1.
Ben gıda mühendisi falan değilim de düz mantık düşününce bu şeyden midemizde de var. Bir yerden klor diğer yerden hidrojen gelip yediklerimizi sindiriyorlar. Ha bu demek değil ki barsaklarımızda bok var o zaman onu da mayoneze katalım falan. İlaçla zehiri birbirinden ayıran dozdur. Oranını bilmeden konuşmamak, atlamamak lazım diye düşünüyorum.
2.
endüstriyel gıda üretiminden bihaber, yarım bilgiyle ortalığı velveleye vermeye bayılan, kendini topluma çok faydalı bir şey yapıyor zannedip iyice şirazeden çıkan sosyal medya hesaplarının son bombası.
gıdada denetim inanmazsınız ama türkiye'de bile tahmin ettiğinizden oldukça sıkıdır. kaldı ki endüstriyel ölçekte gıda üretebilmeniz için evde yaptığınız tarifleri kullanamazsınız. avrupa'da, amerika'da ve bunlarla paralel türkiye'de gıda kodeksi kullanılabilecek tüm katkı maddelerini, kullanılabileceği gıda sınıfına göre miktarlarıyla birlikte sınırlandırır. merdiven altı firmaları bilemem ama global firmalardan bu sınırların dışına çıkma riskini alacak kimse yoktur, zira attıkları taş ürküttükleri kuşa değmez.
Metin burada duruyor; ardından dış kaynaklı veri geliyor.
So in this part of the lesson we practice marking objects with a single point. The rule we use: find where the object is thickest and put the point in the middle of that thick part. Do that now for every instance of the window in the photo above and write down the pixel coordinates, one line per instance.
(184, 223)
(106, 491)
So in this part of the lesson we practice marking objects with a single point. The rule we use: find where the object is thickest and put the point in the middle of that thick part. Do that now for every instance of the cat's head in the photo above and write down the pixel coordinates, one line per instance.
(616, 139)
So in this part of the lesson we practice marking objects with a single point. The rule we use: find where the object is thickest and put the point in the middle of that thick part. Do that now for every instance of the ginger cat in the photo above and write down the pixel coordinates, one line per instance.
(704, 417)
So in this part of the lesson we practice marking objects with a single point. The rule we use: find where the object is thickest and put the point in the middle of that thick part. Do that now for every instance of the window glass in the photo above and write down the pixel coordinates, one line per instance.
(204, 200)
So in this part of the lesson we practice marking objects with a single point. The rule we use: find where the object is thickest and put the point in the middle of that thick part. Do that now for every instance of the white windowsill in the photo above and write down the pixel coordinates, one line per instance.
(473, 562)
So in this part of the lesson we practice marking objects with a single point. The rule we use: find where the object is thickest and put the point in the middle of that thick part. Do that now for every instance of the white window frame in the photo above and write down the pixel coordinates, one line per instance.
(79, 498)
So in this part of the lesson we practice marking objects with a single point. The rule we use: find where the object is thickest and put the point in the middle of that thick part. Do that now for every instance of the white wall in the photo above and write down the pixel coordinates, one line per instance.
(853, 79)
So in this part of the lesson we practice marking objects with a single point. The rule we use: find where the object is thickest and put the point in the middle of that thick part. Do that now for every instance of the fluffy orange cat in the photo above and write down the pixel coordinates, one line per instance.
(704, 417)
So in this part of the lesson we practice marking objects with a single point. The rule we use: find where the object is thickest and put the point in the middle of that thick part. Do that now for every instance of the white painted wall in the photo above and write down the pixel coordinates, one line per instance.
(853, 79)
kendi bedenimiz de dahil, dünya üzerinde temas ettiğimiz her şeyin bir "kimyasal bileşim" olduğunu anlamadan, sadece ezberden her şeyin en doğalının en iyisi olduğunu kabul edenleri anlayamamakla birlikte bu kişilere kendi evlerinde de rahatlıkla mayonez yapabileceklerini ve bu ürünleri satın almaya mecbur olmadıklarını yeniden hatırlatmak isterim.
edit: gıda denetimlerinin sıkı olduğunu rüyamda görmedim, bizzat sektörün içinden birisi olarak konuşuyorum. gerçekten haberler de türkiye'de ne olup bittiğine dair en iyi kaynak zaten. bu arada canım istediğinde de çer çöp yemeye bayılırım. (gizlinot: swh)
16 ocak 2020 15:45
16 ocak 2020 20:24
3.
Linki açmadan önce kendine “gıda dedektifi” diyen cahilin saçmalığı olduğunu tahmin etmiştim ki yanılmamışım. Bu kadar ilgileniyorsa bu arkadaşı en yakın gıda mühendisliği bölümünün toksikoloji ya da eczacılık fakültesinin farmakoloji dersine misafir edelim. Reaksiyon kinetiği dersi de biraz kafasını açar. Kendisine yazıp üniversiteme davet edeceğim hatta kfgmf.
5.
Tuz ruhu olarak bilinen hidroklorik asit çözeltisi yüksek derişimdedir bu yüzden güçlü bir temizlik malzemesi olarak kullanılır. Bunu yanında her hidroklorik asit çözeltisine tuz ruhu demek doğru değildir. Zira marketten alınan tuz ruhunun etkilerine sahip değillerdir. En basit örneği de bu. Gıdalarda da, yüz temizleyicilerinde de, sabunlarda da görebilirsiniz hcl & naoh ikilisini. Genellikle içerik listesinin sonlarında bulunurlar çünkü formülizasyondaki payları çok düşüktür ve genellikle asitlik & bazlık düzenleyici olarak kullanılır. Tuz ruhu değildir o, tuz ruhu olsa ölürüz :))
6.
Yok bunlar gıda endüstrisinde normal de, miktarı az da ne olacak da diyenler yüzünden çer çöp tüketir oldu Türkiye maalesef. Birçok uluslararası ürünün içeriği Avrupada Türkiyedekinden farklı. Bebek mamaları, sütleri bile. Madem o kadar normal ve sağlığa kesinlikle zararlı değil bu mayonezde kullanılan şey, neden Avrupadaki ülkelerde yok? Calve mayonezin içeriğine üşenmedim baktım, hidroklorik asit baktığım iki ülke içeriğinde de yok. Daha ucuza üretip, insanlara kalitesiz içerikleri kakalamak sadece Türkiyede yapabildikleri birşey de o yüzden.